O seu epíteto advém da forma como protegeu e instigou as primeiras viagens expansionistas, ficando para sempre ligado a este glorioso período da História de Portugal (…). A sua obra já era então conhecida na Europa, como atesta uma carta escrita pelo sábio italiano Poggio Bracciolini ao Infante em 1448-1449.
(…) D. Henrique era um homem muito poderoso, como o atesta o título de Infante, que usava em detrimento de Duque (…) recebeu uma educação exemplar, mas profundamente religiosa. A sua moral enquadra-se dentro do moralismo puritano inglês (…), deixou conselhos escritos e um breve tratado de teologia. De entre os inúmeros cargos que exerceu foi “protetor” da Universidade de Lisboa, isto é, o procurador da instituição junto do rei (…).

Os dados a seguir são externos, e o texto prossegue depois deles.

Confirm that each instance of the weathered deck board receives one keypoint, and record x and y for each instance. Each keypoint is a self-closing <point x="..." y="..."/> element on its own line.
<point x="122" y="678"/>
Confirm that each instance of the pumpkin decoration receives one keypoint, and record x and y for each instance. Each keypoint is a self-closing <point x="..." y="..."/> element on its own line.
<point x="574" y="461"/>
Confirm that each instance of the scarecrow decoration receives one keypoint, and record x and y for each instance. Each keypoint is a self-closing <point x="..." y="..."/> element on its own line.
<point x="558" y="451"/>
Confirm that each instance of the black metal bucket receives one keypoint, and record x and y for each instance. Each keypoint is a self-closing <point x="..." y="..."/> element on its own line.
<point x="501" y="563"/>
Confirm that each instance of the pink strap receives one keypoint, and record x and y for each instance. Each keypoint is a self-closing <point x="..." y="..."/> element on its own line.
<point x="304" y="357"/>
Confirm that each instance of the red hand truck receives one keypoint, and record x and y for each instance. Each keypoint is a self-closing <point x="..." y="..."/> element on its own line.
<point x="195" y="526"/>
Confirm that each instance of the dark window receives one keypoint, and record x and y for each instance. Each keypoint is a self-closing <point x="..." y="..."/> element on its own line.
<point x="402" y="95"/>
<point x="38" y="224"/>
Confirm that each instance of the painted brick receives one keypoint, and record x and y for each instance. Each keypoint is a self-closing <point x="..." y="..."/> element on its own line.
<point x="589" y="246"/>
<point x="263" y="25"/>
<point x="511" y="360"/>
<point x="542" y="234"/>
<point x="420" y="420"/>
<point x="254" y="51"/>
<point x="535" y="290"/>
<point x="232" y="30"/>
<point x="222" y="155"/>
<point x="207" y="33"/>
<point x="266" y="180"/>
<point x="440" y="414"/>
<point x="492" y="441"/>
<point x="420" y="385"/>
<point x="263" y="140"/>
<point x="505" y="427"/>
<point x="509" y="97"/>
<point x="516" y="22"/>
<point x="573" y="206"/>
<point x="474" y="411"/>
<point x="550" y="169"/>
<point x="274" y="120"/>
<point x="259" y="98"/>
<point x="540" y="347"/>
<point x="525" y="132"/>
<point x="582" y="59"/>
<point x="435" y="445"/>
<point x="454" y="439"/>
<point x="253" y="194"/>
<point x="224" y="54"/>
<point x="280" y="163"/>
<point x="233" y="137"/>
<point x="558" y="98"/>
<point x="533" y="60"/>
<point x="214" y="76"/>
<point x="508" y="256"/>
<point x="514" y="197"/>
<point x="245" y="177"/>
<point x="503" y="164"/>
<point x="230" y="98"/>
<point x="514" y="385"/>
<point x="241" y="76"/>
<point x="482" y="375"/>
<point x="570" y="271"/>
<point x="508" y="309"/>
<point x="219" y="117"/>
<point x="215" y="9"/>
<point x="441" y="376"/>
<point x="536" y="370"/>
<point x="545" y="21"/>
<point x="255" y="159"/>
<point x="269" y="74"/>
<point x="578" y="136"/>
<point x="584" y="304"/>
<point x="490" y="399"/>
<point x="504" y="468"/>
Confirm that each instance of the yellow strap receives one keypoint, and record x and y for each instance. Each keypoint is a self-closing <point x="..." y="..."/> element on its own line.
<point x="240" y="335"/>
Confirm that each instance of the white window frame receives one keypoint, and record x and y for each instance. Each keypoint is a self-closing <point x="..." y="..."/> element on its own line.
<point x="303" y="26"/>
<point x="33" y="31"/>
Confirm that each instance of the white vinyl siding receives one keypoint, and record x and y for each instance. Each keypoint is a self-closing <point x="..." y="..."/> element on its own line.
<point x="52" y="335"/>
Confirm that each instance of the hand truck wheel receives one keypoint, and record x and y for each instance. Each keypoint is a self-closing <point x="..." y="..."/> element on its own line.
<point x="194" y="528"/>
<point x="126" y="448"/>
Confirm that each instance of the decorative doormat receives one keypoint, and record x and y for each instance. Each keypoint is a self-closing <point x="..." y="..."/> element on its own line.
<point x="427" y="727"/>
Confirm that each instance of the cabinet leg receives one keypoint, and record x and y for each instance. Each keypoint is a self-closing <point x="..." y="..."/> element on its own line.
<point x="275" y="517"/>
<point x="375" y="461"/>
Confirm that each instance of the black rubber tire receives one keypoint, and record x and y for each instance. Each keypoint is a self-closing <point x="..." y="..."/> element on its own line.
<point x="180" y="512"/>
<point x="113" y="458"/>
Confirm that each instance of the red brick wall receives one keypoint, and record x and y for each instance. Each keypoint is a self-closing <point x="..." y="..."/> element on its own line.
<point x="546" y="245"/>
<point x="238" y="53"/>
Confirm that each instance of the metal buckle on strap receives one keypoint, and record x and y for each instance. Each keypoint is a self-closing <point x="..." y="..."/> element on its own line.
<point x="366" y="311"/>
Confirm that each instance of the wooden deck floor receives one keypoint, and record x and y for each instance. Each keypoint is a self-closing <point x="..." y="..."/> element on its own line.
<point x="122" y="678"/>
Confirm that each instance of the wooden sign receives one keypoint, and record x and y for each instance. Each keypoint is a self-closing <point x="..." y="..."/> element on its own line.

(…) Aquilo que sabemos (…) foi-nos deixado por Gomes Eanes de Zurara, na Crónica da Guiné, onde o Infante é exaltado de forma quase sobrenatural (“príncipe pouco menos que divinal”). O cronista traça o seu retrato psicológico dando grande ênfase às suas qualidades virtuosas e pias, como a castidade e o facto de não beber vinho. Segundo o seu relato, D. Henrique não era avarento, era um trabalhador aplicado, que para dedicar o tempo necessário aos seus projetos suprimia as horas de repouso noturno. O seu feitio obstinado revela-se na teimosia em manter Ceuta, ainda que o preço a pagar tenha sido a liberdade do seu irmão, D. Fernando, depois cognominado popularmente de “Infante Santo”.»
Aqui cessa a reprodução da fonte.